(*) João Bosco Leal
Em 19/03/2012 às 10:37
Recentemente fui questionado sobre a coragem necessária para superar os mais diversos tipos de dificuldades pelos quais já havia passado. No momento da inesperada pergunta, não sabia como responder, pois nunca havia pensado sobre o assunto.
Procurei então entender que situação seria essa que, pelo menos naquele momento não me atingia, mas sim a meu interlocutor, que certamente me questionava em busca uma solução para algo que o afligia.
As dificuldades a que se referia poderiam ser financeiras, educacionais, de saúde, emocionais ou muitas outras, para mim desconhecidos, e precisava me informar melhor para poder tentar ajudá-lo.
Apesar de reconhecer que a vida já havia me pregado peças dos mais variados tamanhos e intensidades, tinha também a consciência de que muitas outras ainda poderiam acontecer sobre temas para mim ainda desconhecidos ou mesmo repetindo-se algo já vivido.
Por não usar nenhum tipo de bebida alcoólica ou drogas e nunca haver estado próximo de quem as utiliza, esses seriam assuntos sobre os quais muito pouco saberia e, mesmo que soubesse, seria um conhecimento superficial, não profissional ou já vivenciado.
Sobre as dores físicas, sobre as quais realmente poderia me classificar como uma pessoa com experiência bastante significativa, só poderia dizer que delas não adianta reclamar, pois isso só incomodaria nossos próximos, não as aliviando e, portanto, só nos restaria senti-las sozinho, sabendo que passarão.

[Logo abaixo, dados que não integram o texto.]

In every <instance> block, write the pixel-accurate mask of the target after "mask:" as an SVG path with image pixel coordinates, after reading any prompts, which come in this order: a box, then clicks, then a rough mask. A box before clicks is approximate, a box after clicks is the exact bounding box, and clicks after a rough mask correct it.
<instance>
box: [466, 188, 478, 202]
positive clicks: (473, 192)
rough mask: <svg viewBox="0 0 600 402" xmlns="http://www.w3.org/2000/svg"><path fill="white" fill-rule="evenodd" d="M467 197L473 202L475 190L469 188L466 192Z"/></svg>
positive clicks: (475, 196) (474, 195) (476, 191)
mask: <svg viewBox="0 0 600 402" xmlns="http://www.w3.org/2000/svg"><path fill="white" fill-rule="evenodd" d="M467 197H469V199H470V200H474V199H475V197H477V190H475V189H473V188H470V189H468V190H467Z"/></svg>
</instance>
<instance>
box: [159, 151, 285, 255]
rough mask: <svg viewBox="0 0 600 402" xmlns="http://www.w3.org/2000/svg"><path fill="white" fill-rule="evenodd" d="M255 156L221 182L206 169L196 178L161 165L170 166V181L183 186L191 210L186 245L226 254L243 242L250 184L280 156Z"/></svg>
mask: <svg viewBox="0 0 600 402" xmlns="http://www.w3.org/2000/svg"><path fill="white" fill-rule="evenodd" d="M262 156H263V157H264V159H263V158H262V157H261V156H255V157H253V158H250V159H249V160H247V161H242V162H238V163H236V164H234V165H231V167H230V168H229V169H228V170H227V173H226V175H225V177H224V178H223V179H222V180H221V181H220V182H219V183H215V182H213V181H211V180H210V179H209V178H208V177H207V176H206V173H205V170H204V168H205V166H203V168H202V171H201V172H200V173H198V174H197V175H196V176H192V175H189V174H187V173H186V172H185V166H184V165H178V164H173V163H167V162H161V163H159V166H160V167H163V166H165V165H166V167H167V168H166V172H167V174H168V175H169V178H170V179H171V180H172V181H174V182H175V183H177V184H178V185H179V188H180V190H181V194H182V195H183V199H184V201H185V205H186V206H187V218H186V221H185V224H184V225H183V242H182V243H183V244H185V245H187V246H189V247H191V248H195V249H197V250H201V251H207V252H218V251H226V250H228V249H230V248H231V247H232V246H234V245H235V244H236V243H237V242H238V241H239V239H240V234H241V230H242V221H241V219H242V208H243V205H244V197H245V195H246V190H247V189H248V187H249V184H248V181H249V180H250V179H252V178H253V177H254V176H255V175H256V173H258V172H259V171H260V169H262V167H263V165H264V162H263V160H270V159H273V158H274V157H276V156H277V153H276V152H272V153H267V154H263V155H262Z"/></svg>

As perdas emocionais dos relacionamentos, com o tempo se aprende, parecem ser o fim, mas sempre são superadas, normalmente com um novo encontro, uma nova paixão.
Percebendo que o tema objeto do questionamento era sobre a perda de entes queridos, naquele momento não tive outra opção a não ser o de dar um exemplo figurativo, da nossa escrita sobre a página de um caderno escolar, onde escrevemos todas as nossas lições, experiências e aprendizados.
Respondi que imaginasse um diário no qual vamos escrevendo a história de nossa vida, linha por linha, dia por dia e quando a última linha é preenchida, não temos alternativa, precisamos virar a página para continuar escrevendo.
Não poderíamos deixar de virá-la e continuar na mesma página, mesmo que voltando para a primeira linha, pois começaríamos a escrever sobre o que lá já estaria escrito, rasurando o texto e tornando-o incompreensível.
Assim procedendo, logo teríamos nos esquecido de determinadas ocorrências que, por terem sido sobrepostas no caderno, já não poderiam ser revistas, relembradas ou entendidas. Teríamos assim, perdido nossa própria história.
Após uma perda assim, principalmente quando, como era o caso comum, pelo menos cronologicamente ela jamais deveria ocorrer, o único meio de continuarmos nossa vida é virando a página, mas deixando-a lá, documentada.
Para quem a viveu essa é, e sempre será, a página mais importante de seu diário. Nenhuma felicidade ou tristeza posterior será maior que a experiência lá narrada e por isso precisa permanecer bem escrita, clara, de modo a não deixar nenhuma dúvida e para que possa ser visitada por seu escritor toda vez que a dor da saudade chegar.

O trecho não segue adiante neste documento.